One important finding is that the amount of insoluble arsenic in urine lost during centrifuge is 1/2 to 1/17 of soluble arsenic. Freshly collected urine samples usually formed precipitates after a couple of weeks of storage, and the time varied between samples. The components of precipitation in urine may be changed by food intake, metabolism rate, disease type, and so forth. Because of the complexity of precipitation, it is difficult to determine contents either by using the techniques of nuclear magnetic resonance, X-ray diffraction, or MS. A medical reference (26) reported that, for alkaline urine, amorphous phosphate salts and phosphates are possible constituents in the cloudy and milky precipitates, respectively, whereas in acidic urine, urates form the precipitates.

Loss During Filtration.

The percentages of arsenic species in aqueous standards and urine samples lost during filtration are within a reasonable range (<5%). Therefore, the levels of soluble arsenic species of interest in the samples did not change after passing through a 0.45-μm filter.

With our modifications, this HPLC-ICP-MS method becomes a powerful tool for urinary arsenic speciation, because we use tellurium as an internal standard to help quantification, and we use a NIST SRM 2670 and 1643d to compensate for any ionization efficiency changes and changes in the nebulization efficiency. The HPLC-ICP-MS method has been adopted for a decade; the results between different instruments for the same urine samples (18, 19, 27) are consistent, and show that the HPLC-ICP-MS is a reliable method and should not affect the distribution of arsenic species. Because large amounts of chloride in urine may result in interference of argon chloride (ArCl) in HPLC-ICP-MS analysis, this possibility was evaluated by injecting 0.15 m NaCl (the normal level in human urine). The result showed that chloride does not have significant interference on any of the five arsenic species studied.

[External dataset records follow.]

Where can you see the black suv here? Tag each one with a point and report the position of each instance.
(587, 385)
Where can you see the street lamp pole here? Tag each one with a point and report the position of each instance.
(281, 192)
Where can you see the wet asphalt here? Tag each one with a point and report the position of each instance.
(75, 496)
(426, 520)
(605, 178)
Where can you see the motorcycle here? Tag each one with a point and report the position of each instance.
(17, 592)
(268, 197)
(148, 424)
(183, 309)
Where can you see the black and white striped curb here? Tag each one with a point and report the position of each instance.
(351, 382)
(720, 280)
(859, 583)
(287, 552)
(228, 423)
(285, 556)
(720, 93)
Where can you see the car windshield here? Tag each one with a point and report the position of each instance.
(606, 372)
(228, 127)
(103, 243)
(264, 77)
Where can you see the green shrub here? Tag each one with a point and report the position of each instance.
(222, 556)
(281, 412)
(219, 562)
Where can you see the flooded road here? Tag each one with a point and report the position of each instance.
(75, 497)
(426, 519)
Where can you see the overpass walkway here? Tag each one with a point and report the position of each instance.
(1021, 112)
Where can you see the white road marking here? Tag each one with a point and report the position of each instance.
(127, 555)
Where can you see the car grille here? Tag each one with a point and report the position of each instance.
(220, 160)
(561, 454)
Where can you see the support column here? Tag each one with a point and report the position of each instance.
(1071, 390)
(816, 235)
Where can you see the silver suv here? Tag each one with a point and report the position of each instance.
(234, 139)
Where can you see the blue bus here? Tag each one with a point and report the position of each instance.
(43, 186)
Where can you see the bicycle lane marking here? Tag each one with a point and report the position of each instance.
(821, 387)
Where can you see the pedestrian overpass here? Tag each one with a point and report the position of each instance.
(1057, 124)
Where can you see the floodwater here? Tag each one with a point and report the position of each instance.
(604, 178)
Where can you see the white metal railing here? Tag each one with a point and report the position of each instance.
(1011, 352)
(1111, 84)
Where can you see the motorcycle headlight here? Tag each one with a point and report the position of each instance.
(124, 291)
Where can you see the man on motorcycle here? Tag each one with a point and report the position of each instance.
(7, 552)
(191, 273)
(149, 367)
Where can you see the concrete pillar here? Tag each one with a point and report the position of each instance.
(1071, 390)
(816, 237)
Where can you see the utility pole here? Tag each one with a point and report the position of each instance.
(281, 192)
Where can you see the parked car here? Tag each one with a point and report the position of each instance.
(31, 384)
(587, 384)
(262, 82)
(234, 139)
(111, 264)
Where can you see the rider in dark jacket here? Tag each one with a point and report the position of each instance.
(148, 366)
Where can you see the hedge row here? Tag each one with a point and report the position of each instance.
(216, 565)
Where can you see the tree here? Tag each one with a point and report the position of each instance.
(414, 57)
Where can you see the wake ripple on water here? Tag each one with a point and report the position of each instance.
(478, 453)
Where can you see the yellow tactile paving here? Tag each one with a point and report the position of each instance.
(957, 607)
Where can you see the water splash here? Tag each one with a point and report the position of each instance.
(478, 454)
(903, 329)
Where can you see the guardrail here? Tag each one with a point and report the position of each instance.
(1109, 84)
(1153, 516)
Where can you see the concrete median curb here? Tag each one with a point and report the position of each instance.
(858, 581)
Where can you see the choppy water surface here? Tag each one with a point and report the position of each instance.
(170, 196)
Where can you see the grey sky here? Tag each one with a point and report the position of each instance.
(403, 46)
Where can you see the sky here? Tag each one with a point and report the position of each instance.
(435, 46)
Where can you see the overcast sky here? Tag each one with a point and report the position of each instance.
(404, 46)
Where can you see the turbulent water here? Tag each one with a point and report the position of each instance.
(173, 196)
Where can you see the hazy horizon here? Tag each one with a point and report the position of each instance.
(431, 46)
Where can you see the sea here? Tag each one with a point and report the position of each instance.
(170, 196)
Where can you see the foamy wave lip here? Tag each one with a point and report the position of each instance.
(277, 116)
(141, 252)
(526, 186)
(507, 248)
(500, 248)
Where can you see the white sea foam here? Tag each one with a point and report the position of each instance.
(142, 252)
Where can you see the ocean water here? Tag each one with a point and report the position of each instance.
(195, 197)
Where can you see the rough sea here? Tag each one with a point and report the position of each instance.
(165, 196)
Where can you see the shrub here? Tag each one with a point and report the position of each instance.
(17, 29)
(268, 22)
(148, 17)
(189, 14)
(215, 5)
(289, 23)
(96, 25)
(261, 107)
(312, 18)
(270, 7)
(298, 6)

Total urinary arsenic concentration as measured by HGAAS excludes insoluble arsenic. For subjects 1 and 2 the summation of the level of total arsenic (supernatant) and total arsenic (precipitate obtained after centrifuge) was slightly higher than the total arsenic (original samples, without any pretreatment), indicating that all of the soluble arsenic had been measured, and the small difference could be ignored. For subjects 3 and 4, the summation of the level of total arsenic (supernatant) and total arsenic (precipitate obtained after centrifuge) is lower than the total arsenic (original samples, without any pretreatment). This result indicates that some insoluble arsenic could not be measured if no microwave digestion was used before analysis by HGAAS. The portable equipment, Arsenator, used to measure the current high-level arsenic exposure of drinking water in Bangladesh measures only soluble arsenic. Also, the simple filter system using activated alumina does not remove insoluble arsenic. Although the amount of insoluble arsenic might be lower in drinking water than in urine because of fewer precipitates, it may be important to develop a convenient tool to assess the role of insoluble arsenic in both urine and water in human health. In addition, the amounts of total soluble arsenic were consistently greater than the summation of four arsenic species (sum), indicating that there were other organic arsenic species that could be measured by the HGAAS method. Thus, it is important to differentiate the meanings of “total soluble arsenic” and “the sum of all arsenic species” for studies that attempt to relate arsenic methylation ability to a health outcome.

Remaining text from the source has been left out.